While mammograms are an important tool in breast cancer screening, there are some issues with the test’s sensitivity, reliability, and predictive values. One potential issue is that mammograms may miss some breast cancers, particularly in women with dense breast tissue. According to a study published in the New England Journal of Medicine, mammograms miss approximately 20% of breast cancers in women with dense breasts, compared to only 7% of breast cancers in women with less dense breasts (Lehman et al., 2015). Additionally, mammograms can sometimes detect abnormalities that turn out not to be cancerous, leading to false positive results and unnecessary biopsies or other invasive procedures.

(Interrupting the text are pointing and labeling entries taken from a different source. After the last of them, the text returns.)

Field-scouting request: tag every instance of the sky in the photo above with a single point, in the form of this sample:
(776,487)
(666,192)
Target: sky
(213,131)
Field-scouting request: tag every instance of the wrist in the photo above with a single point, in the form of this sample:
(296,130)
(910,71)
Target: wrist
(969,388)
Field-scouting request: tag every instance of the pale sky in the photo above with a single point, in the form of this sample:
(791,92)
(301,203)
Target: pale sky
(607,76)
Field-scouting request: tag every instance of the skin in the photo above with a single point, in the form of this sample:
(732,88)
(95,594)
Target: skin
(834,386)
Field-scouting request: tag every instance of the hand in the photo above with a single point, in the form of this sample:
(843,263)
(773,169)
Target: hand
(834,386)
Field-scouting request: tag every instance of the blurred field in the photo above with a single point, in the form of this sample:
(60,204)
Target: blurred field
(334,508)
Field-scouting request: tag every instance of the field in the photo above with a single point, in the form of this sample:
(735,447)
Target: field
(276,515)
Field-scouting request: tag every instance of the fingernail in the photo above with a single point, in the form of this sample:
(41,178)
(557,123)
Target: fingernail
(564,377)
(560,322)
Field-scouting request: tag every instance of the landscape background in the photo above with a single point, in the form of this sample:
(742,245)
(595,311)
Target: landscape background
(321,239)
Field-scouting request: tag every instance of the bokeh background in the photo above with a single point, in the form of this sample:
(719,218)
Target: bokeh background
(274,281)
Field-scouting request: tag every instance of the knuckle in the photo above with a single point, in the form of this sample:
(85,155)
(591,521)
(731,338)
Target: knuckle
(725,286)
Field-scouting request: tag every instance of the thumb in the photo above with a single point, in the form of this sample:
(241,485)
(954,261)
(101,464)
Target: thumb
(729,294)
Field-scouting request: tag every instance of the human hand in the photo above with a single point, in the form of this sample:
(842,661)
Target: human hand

Despite these limitations, mammograms remain an important tool in breast cancer screening, and are recommended by many healthcare organizations for women at average risk of breast cancer. Other screening tools such as breast MRI may be recommended for women at higher risk of breast cancer, but mammograms are generally considered the standard of care for breast cancer screening in most women.
References: American Cancer Society. (2022). American Cancer Society recommendations for early breast cancer detection in women without breast symptoms. Retrieved from https://www.cancer.org/cancer/breast-cancer/screening-tests-and-early-detection/american-cancer-society-recommendations-for-the-early-detection-of-breast-cancer.html
Lehman, C. D., Arao, R. F., Sprague, B. L., Lee, J. M., Buist, D. S., Kerlikowske, K., … & Henderson, L. M. (2015). National performance benchmarks for modern diagnostic digital mammography: update from the Breast Cancer Surveillance Consortium. Radiology, 277(2), 358-367.